Amid escalating US-Russian tensions, US President Joe Biden unveiled his long-delayed “Indo-Pacific Strategy” on February 11, just as the White House warned that a Russian invasion of Ukraine was imminent.
The US confrontation with Moscow, which has mounted a major military build-up against Ukraine to force the United States to abandon its post-Cold War policy of sliding NATO to Russia’s borders, risks becoming the crisis key to Biden’s presidency.
A Russian invasion could leave an already distracted US president little time for the Indo-Pacific region, which is why the 19-page strategy document was hastily released on a Friday afternoon.
A double paradox, however, stands out: Biden has turned Russia’s troop buildup against Ukraine into a major international crisis, but he hasn’t uttered a word about a bigger military buildup — by China along the way. Himalayas – which threatens to unleash a war on US strategic strategy. partner India.
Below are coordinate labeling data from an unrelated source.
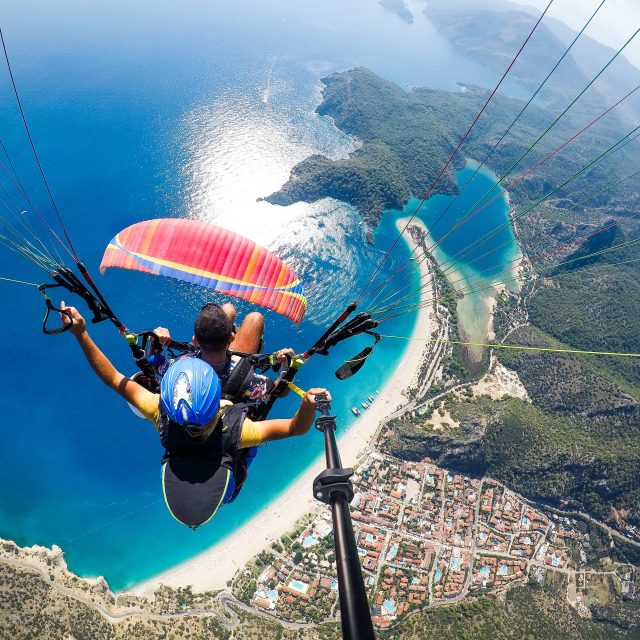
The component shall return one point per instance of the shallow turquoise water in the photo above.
(480, 251)
(196, 109)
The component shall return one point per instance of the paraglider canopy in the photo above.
(209, 256)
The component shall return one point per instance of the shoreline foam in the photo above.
(214, 567)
And, although Biden has abandoned Ukraine to its fate by ruling out coming to the direct defense of this embattled country, Washington has been in the lead in sounding the drums of war.
It took Biden more than a year after taking office to unveil the broad outlines of his Indo-Pacific strategy. And that followed criticism at home that he had failed to clarify his approach to a region that is most critical to US interests. The world’s center of gravity is shifting to the Indo-Pacific, where the specter of a power imbalance looms.
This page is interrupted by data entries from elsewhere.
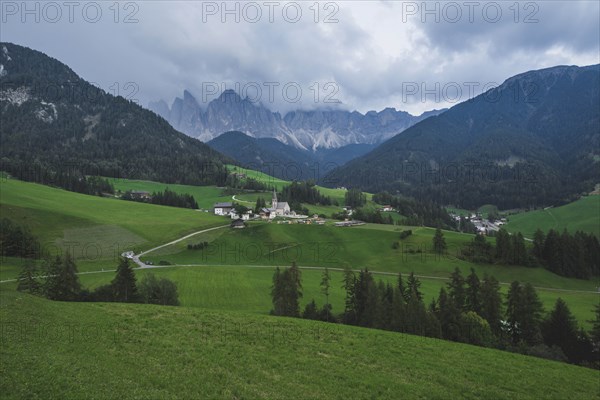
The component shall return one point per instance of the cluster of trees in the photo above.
(355, 198)
(568, 255)
(304, 192)
(67, 178)
(198, 246)
(467, 310)
(58, 280)
(417, 213)
(576, 256)
(372, 216)
(234, 184)
(17, 241)
(166, 198)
Biden’s Indo-Pacific strategy, as a simple document for public consumption, offers a glimpse of the Indo-Pacific landscape. With its brief or nebulous references to key regional issues and challenges, the document does not provide sufficient clarity on the focus and direction of US policy.
In fact, it sounds more like a watered down version of former President Donald Trump’s administration’s “U.S. Indo-Pacific Strategic Framework.” It also comes without the assumptions, goals and actions that were clearly defined under each topic in this once-secret strategic framework, which was declassified in the final days of the Trump presidency with slight redactions.
The fact is, Biden’s Indo-Pacific strategy document is essentially an exercise in public diplomacy, while the Trump administration’s strategic framework was formulated to advance his policy of a ‘free and open Indo-Pacific’. – a concept originally drafted by the Japanese at the time. Prime Minister Shinzo Abe and retained as the centerpiece of the Biden strategy. The declassification of the strategic framework appeared to be intended to emphasize that the Biden administration inherited a coherent, comprehensive and realistic strategy on the Indo-Pacific.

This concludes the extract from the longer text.